The solar array wing deployments are part of the GPM Core satellite's series of environmental tests. The thermal vacuum test that simulates temperature changes in the vacuum of space was completed in early February, and the electromagnetic interference test that assures all elements of the satellite work together was performed in May. The Core satellite will also undergo the vibration and acoustic test, which simulate rocket vibration during launch, and shock and separation test, which simulates inducted shock to the satellite when being separated from the rocket. A final solar array deployment test will be conducted following the completion of the environmental test program to assure that the solar arrays will survive the launch environment and deploy successfully.
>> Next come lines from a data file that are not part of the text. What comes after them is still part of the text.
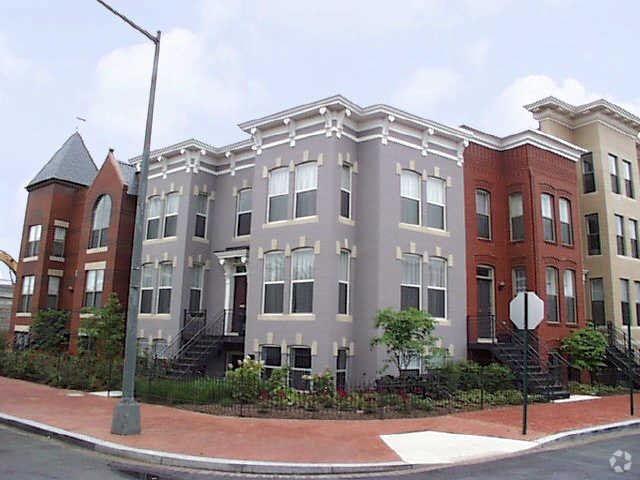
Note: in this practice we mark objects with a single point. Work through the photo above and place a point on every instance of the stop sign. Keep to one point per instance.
(536, 310)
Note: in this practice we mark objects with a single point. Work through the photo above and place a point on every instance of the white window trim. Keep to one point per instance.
(239, 212)
(342, 189)
(347, 282)
(271, 282)
(445, 288)
(296, 191)
(205, 215)
(167, 215)
(270, 195)
(312, 281)
(160, 287)
(443, 182)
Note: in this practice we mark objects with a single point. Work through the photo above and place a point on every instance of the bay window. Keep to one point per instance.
(278, 196)
(302, 279)
(410, 196)
(244, 207)
(411, 282)
(436, 203)
(306, 189)
(437, 289)
(273, 282)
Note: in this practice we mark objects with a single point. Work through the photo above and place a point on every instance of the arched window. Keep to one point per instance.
(101, 221)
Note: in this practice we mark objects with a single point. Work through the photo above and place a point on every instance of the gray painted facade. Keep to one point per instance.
(377, 143)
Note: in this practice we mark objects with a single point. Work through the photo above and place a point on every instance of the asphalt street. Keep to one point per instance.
(25, 456)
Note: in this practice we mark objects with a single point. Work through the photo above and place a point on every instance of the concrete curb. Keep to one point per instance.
(191, 461)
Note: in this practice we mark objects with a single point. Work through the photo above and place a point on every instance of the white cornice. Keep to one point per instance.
(535, 138)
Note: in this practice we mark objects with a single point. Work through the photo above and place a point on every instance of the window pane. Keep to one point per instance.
(302, 264)
(345, 178)
(273, 297)
(302, 301)
(411, 270)
(306, 203)
(410, 185)
(307, 176)
(279, 182)
(437, 273)
(274, 267)
(409, 297)
(278, 208)
(410, 211)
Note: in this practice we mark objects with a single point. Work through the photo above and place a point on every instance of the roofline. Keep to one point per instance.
(535, 138)
(584, 109)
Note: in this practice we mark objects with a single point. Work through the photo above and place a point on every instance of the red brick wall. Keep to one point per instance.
(529, 170)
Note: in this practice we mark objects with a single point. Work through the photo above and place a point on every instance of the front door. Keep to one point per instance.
(239, 304)
(486, 317)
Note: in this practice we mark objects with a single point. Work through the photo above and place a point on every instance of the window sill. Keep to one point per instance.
(282, 316)
(295, 221)
(152, 316)
(153, 241)
(421, 229)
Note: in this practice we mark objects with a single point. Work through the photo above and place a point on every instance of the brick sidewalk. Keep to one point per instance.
(314, 441)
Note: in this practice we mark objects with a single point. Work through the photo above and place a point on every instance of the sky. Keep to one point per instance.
(222, 62)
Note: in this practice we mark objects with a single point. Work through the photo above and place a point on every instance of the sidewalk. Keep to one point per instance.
(179, 431)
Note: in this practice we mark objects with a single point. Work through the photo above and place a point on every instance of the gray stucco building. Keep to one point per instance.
(326, 213)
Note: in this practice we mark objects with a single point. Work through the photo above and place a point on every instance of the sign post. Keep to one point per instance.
(526, 311)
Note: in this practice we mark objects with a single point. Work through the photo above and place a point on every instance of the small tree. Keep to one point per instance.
(105, 329)
(587, 349)
(405, 334)
(50, 331)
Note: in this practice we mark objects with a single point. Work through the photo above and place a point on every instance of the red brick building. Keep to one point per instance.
(77, 237)
(523, 233)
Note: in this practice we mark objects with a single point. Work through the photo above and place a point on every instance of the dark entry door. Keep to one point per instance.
(239, 304)
(486, 319)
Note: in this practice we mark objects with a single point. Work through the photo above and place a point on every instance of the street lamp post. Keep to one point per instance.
(126, 415)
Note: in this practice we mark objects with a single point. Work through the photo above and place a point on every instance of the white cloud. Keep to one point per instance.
(478, 52)
(196, 80)
(506, 115)
(427, 87)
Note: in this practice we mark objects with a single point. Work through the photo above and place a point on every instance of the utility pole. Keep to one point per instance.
(126, 415)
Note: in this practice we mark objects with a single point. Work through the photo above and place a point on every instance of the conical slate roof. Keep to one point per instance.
(71, 163)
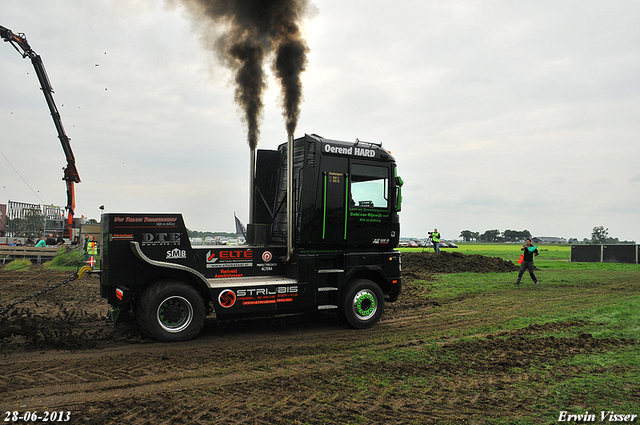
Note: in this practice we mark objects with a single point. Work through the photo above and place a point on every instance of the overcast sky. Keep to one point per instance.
(501, 114)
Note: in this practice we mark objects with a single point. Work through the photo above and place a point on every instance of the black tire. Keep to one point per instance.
(171, 311)
(362, 304)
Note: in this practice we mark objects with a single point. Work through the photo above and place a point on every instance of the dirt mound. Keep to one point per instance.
(416, 264)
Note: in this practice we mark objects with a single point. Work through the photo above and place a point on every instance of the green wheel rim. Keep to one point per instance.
(175, 314)
(365, 304)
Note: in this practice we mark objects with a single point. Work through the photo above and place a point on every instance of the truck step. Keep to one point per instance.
(327, 289)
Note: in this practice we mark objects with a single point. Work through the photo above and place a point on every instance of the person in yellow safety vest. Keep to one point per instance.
(435, 237)
(92, 247)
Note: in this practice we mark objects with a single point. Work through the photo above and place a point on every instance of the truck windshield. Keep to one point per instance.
(369, 186)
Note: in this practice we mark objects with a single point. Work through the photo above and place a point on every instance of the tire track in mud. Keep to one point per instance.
(63, 380)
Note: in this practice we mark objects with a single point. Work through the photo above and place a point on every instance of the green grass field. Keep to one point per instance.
(599, 302)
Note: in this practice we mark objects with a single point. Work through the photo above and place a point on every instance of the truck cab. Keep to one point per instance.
(345, 226)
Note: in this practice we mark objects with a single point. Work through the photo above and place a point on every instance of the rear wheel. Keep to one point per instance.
(171, 311)
(362, 304)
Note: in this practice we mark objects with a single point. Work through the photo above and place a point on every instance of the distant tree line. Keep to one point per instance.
(495, 235)
(600, 235)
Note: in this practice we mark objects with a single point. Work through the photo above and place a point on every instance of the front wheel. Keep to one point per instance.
(362, 304)
(171, 311)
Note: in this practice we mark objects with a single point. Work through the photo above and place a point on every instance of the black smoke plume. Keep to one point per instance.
(245, 33)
The GPM Core, the largest satellite built and tested at Goddard, is scheduled to launch in February 2014 from Japan. The GPM Mission is a collaboration between NASA and the Japan Aerospace Exploration Agency, measuring rain and snow worldwide every three hours. GPM data will advance understanding of Earth's water and energy cycles, enhance the forecasting of extreme events that cause natural disasters, and improve researchers' ability to use satellite precipitation information to directly benefit society.